San Jose, the largest city in the country without fluoridated water, is more complex than other cities because the water residents drink and bathe in comes from various sources. Santa Clara Valley Water District sells wholesale water to retail water delivery companies.

In San Jose, there are three water retailers: San Jose Water Company, which serves about 80 percent of the city; Great Oaks Water Company, providing about 10 percent of the city’s water to southern portions of San Jose; and the city’s own Municipal Water Company serving Evergreen and Alviso.

The latter company already fluoridates; San Jose Water Company does not. To make the situation even more complicated, San Jose Water Company gets 50 percent of its water from the water district, 40 percent from groundwater or wells and the remainder from runoff in the Santa Cruz Mountains. That means that if the water district is fluoridated and San Jose Water Company is not, residents may not be receiving the 0.7 parts per million fluoridated water that is optimal to prevent tooth decay; there’s no way to test.

“The San Jose Water Company will continue to participate with the Health Trust and the water district to ensure the optimum fluoride dosage is delivered to all customers,” John Tang, San Jose Water Company corporate communications manager, told The Resident.

Adding another complication, a 1995 law prohibits water companies from passing fluoridation costs on to rate payers. So both the water district and San Jose Water Company must seek other, outside methods of providing the capital needed to build the infrastructure necessary to fluoridate the water.

Sources indicate that process will take at least one year and more likely two before the policy goes into effect. The nonprofit Health Trust and the California Department of Public Health plan to work with staff from the water wholesaler and retailer to find potential funding sources to build, operate and maintain fluoridation. Currently, the capital costs for fluoridation run between $4.4 million and $9.5 million. Annual operations and maintenance will cost about $836,000.

Not everyone is happy about the process. At the board meeting, residents in the audience argued passionately on both sides of the issue.

County Supervisor Liz Kniss rebutted one anti-fluoride petitioner who suggested that fluoride lowered children’s IQs. “My kids developed normally with no learning problems,” she said at the meeting, “and Palo Alto water has been fluoridated since the 1950s.”

Unfortunately, the Internet sometimes provides people with misinformation, John Pisacane, a Willow Glen dentist and president of the Santa Clara County Dental Society, told The Resident.

“Well-meaning people can get misled by information on the Internet. Tooth decay is man’s most common disease and can affect a person’s entire life. Bad teeth can lead to other diseases, but we can change that effect with a few cents of fluoride in the water.”

Speakers against the addition of fluoride were adamant about the diseases they say are caused by fluoride. Some quoted studies stating that fluoride causes a variety of diseases, including certain rare cancers. Some maintained that adding fluoride to water supplies causes fluoridosis, which causes white and brown spots on baby and permanent teeth from too much fluoride.
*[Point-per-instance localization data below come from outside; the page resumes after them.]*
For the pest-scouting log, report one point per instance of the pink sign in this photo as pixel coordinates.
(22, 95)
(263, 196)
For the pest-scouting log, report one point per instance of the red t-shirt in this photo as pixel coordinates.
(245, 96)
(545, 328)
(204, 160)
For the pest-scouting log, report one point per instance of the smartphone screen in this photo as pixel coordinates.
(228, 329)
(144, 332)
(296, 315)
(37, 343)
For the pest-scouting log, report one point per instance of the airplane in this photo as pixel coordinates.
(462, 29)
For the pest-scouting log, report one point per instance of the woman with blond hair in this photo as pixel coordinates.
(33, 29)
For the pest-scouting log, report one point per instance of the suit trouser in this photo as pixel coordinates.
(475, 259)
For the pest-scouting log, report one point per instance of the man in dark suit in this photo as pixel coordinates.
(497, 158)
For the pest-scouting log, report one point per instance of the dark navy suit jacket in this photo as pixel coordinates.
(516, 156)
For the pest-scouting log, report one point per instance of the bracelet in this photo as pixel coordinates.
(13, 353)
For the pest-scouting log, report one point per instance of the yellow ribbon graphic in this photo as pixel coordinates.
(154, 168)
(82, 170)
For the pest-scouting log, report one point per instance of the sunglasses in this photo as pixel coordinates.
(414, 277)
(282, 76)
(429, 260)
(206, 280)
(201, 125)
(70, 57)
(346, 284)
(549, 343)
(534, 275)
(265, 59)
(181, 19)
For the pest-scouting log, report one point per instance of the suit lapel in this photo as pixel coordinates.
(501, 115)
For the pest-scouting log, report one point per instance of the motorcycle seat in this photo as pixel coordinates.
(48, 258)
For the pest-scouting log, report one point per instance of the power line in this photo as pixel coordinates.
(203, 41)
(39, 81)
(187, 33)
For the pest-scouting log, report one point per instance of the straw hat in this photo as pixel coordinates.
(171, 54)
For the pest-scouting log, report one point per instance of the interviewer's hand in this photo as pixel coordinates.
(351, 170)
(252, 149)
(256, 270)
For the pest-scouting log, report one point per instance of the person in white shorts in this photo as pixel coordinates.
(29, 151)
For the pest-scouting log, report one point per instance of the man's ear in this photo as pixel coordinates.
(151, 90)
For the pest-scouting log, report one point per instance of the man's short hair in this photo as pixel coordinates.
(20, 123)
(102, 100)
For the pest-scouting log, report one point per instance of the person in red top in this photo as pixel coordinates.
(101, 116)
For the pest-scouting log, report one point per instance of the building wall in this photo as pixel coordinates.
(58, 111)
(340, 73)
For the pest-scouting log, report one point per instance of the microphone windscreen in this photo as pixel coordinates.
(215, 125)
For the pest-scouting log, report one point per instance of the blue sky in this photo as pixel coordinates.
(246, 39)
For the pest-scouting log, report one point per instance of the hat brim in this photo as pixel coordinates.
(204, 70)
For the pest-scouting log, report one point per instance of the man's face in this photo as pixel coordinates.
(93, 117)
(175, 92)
A couple of people objected on financial grounds, noting the lack of city, county and state money.

Another anti-fluoride speaker argued that osteosarcoma, a rare bone cancer, is caused by fluoridated water.

However, Heather Steinbruebl told The Resident, “It’s easy to not drink fluoridated water. Bottled or filtered water will cover you there,” she said.

Katherine Mathewson expressed concerns on religious grounds, arguing that she would be medicated by drinking the water. Others claimed that the use of fluoride would be a “victory for social justice,” allowing San Jose’s poorer population to get the benefits other children received from fluoride tablets and dental visits.

Susan Chummers, from the Shasta-Hanchett neighborhood says she has “seen the ravages of dental decay first hand. After teaching in an affluent neighborhood in Saratoga for CUSD, I retired and substituted in Title 1 schools, where I saw something I had never seen before, 5-year-old children with a mouth full of silver dots instead of teeth! This was not just a one-time occurrence, but happened over and over. … To deny these children and all children the benefits of fluoride would be a crime.”

Dentists at the meeting disclaimed all of anti-fluoride arguments. Pisacane explained to The Resident that overfluoridated water does cause fluoridosis, but that’s at much higher levels than the water district is looking to add. “Fluoride is dangerous at 4 parts per million, but we have recommended 0.7 parts per million. That allows users to get most of the cavity-reducing benefits without side effects.”

To make sure the city’s youngest residents get the fluoride, Health Trust CEO Frederick Ferrer said, “We look forward to working with the water district to form an innovative public-private partnership to put a financing package together to make this policy a reality. The first step will be to figure out how much it will actually cost.”